And yes, at the Cross--at this table--we see vividly what love costs. It is not a matter of sweetness and light. It is not some saccharine, romantic and sentimental mood. Love and pain go together. Love and risk form an organic whole. Love and service bind with one another. Love and reconciliation, love and forgiveness we see imply wounds, broken hearts, a reaching out to bridge and dissolve chasms separating us with the danger of failure, humiliation, rejection. At this table when we break bread and pour wine we see love operates at the risk of life itself. Love finds itself willing to give up everything in order that we may be healed. It risks brokenness to heal brokenness. That is God's action.

And ours? Can our action be any different, really? As one very wise observer remarked, "The highest cannot be spoken, it can only be acted." And just as we see the love of God acted at this table so we see modeled the very style of our own discipleship. In this world where the human stresses surrounding that first upper room continue to subvert and break us apart, we dare not just speak the words of love, as important as speaking them can be--we need finally to act them out, to become incarnate like our God amid the divisions, the chasms, the brokenness of human life, whether it be in our families, our marriages, our neighborhoods, our city, our church, our world. It is not always easy. It can end up with our getting bloodied, with losing, with failure and rejection. And no doubt some of us in this room suffer broken hearts right now from risking love and losing.

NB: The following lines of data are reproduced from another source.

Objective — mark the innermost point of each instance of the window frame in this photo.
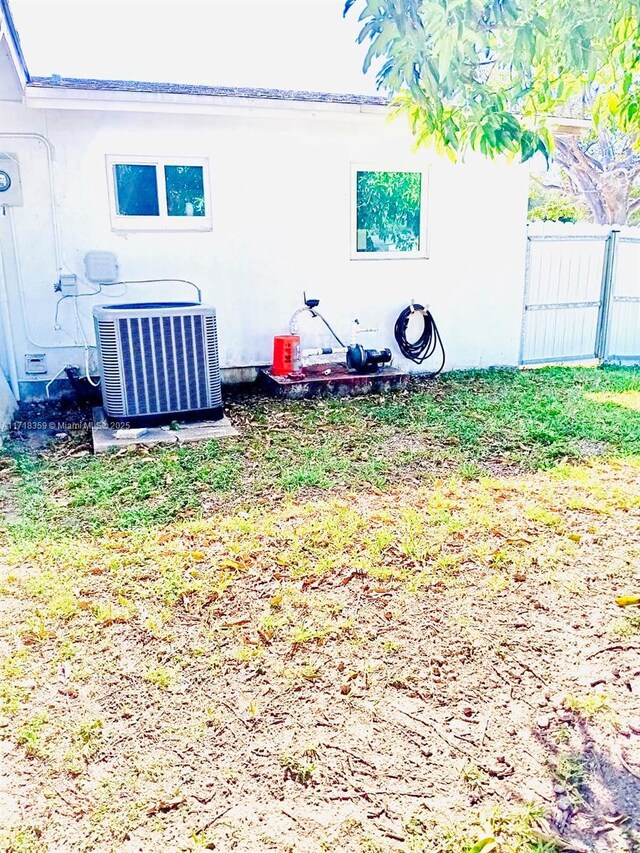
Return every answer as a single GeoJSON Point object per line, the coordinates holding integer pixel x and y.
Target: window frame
{"type": "Point", "coordinates": [422, 253]}
{"type": "Point", "coordinates": [162, 222]}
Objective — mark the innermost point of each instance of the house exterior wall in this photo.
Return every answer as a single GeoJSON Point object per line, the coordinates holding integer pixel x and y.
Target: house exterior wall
{"type": "Point", "coordinates": [280, 193]}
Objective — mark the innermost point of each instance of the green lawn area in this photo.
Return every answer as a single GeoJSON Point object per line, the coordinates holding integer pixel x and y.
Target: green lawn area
{"type": "Point", "coordinates": [369, 625]}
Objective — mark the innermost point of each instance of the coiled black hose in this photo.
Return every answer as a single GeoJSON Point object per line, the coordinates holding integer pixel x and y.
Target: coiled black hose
{"type": "Point", "coordinates": [426, 345]}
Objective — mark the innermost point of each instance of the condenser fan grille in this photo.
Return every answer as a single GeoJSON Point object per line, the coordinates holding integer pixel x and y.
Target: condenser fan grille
{"type": "Point", "coordinates": [159, 362]}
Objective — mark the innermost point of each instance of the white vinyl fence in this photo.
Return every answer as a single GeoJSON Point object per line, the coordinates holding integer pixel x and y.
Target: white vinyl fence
{"type": "Point", "coordinates": [582, 295]}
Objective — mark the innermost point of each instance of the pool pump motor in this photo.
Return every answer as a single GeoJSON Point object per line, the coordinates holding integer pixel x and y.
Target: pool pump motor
{"type": "Point", "coordinates": [363, 360]}
{"type": "Point", "coordinates": [358, 358]}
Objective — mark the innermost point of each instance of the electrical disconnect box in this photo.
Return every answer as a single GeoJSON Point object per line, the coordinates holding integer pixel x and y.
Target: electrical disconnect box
{"type": "Point", "coordinates": [68, 285]}
{"type": "Point", "coordinates": [101, 267]}
{"type": "Point", "coordinates": [35, 363]}
{"type": "Point", "coordinates": [10, 186]}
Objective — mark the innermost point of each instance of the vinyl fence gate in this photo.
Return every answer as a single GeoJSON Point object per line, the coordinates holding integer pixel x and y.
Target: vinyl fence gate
{"type": "Point", "coordinates": [582, 298]}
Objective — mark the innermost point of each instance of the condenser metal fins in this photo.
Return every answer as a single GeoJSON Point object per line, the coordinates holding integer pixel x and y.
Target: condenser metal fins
{"type": "Point", "coordinates": [158, 362]}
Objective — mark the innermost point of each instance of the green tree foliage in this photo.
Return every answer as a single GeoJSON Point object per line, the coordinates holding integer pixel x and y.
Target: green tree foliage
{"type": "Point", "coordinates": [549, 205]}
{"type": "Point", "coordinates": [486, 74]}
{"type": "Point", "coordinates": [388, 208]}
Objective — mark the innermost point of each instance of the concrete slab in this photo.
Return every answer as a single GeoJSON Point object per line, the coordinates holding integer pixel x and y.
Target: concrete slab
{"type": "Point", "coordinates": [334, 380]}
{"type": "Point", "coordinates": [106, 438]}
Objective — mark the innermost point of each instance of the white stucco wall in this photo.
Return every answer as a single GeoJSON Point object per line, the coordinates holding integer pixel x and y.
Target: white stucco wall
{"type": "Point", "coordinates": [280, 190]}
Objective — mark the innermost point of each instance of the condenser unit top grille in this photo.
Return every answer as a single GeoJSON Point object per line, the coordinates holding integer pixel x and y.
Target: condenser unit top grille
{"type": "Point", "coordinates": [158, 359]}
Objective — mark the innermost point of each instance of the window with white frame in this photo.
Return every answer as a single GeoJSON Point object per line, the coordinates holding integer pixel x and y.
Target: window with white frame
{"type": "Point", "coordinates": [388, 213]}
{"type": "Point", "coordinates": [149, 194]}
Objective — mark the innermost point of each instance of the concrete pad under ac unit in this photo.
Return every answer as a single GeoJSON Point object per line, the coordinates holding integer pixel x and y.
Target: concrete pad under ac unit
{"type": "Point", "coordinates": [108, 438]}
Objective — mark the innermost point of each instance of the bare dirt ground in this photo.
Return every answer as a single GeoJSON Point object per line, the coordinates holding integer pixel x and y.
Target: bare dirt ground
{"type": "Point", "coordinates": [353, 709]}
{"type": "Point", "coordinates": [436, 666]}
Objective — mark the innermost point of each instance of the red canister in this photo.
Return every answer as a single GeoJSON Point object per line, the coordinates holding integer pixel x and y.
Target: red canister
{"type": "Point", "coordinates": [285, 350]}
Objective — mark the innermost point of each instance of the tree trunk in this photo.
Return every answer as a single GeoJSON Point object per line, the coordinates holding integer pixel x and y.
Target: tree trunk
{"type": "Point", "coordinates": [605, 188]}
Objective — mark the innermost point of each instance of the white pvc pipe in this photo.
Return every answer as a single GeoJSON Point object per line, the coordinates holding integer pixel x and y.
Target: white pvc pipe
{"type": "Point", "coordinates": [52, 190]}
{"type": "Point", "coordinates": [25, 313]}
{"type": "Point", "coordinates": [5, 320]}
{"type": "Point", "coordinates": [56, 241]}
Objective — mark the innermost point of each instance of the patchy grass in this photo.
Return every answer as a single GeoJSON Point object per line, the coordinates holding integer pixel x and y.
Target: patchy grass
{"type": "Point", "coordinates": [378, 624]}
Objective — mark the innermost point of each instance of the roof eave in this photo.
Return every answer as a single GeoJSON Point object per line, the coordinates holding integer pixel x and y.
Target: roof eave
{"type": "Point", "coordinates": [8, 29]}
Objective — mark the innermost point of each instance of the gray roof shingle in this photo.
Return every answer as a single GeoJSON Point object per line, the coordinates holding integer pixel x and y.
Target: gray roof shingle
{"type": "Point", "coordinates": [91, 85]}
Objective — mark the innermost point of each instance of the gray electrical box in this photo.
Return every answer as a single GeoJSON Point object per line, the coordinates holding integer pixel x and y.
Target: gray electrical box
{"type": "Point", "coordinates": [101, 267]}
{"type": "Point", "coordinates": [10, 186]}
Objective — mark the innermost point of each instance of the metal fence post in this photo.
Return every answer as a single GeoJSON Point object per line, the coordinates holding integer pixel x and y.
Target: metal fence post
{"type": "Point", "coordinates": [606, 293]}
{"type": "Point", "coordinates": [527, 281]}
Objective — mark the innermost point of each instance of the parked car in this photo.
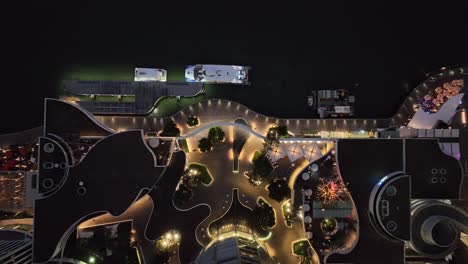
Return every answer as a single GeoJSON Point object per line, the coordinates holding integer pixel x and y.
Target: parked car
{"type": "Point", "coordinates": [150, 75]}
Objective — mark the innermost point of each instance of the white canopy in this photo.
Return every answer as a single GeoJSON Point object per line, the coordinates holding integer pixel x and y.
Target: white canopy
{"type": "Point", "coordinates": [312, 152]}
{"type": "Point", "coordinates": [314, 167]}
{"type": "Point", "coordinates": [153, 142]}
{"type": "Point", "coordinates": [276, 153]}
{"type": "Point", "coordinates": [294, 151]}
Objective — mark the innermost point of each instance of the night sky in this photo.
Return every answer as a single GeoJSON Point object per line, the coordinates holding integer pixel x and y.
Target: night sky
{"type": "Point", "coordinates": [385, 47]}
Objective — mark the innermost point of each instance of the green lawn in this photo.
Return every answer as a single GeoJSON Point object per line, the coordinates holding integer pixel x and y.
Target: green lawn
{"type": "Point", "coordinates": [170, 105]}
{"type": "Point", "coordinates": [300, 247]}
{"type": "Point", "coordinates": [205, 174]}
{"type": "Point", "coordinates": [184, 146]}
{"type": "Point", "coordinates": [287, 212]}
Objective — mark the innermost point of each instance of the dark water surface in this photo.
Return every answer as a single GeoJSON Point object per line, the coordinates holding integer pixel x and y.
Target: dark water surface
{"type": "Point", "coordinates": [384, 48]}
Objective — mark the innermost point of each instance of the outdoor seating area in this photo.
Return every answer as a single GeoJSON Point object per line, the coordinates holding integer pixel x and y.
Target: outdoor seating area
{"type": "Point", "coordinates": [327, 211]}
{"type": "Point", "coordinates": [295, 150]}
{"type": "Point", "coordinates": [433, 101]}
{"type": "Point", "coordinates": [18, 158]}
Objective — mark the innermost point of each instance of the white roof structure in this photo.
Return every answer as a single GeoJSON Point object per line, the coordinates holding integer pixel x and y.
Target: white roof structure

Our hope lies not in our success, not in our finally mending what this side of heaven lies broken at our feet--though Love's miracle of forgiveness and healing may happen. No, thank God our hope lies finally in confidence that the God of love stands beside us, with us, underneath and over us as we step out to bring out of hostility a new community, out of coldness a new warmth, out of division a new unity, out of woundedness a fresh healing.

And so as we come to this upper room tonight, I bid you witness the breaking of the bread, the pouring of the wine. In this we see God's love through Jesus Christ in our world in action. And I guarantee if we follow this Christ, bodies broken, life poured out will inevitably shape our own discipleship. God be with each and all of you in this wondrous, this transforming, this faithful enterprise.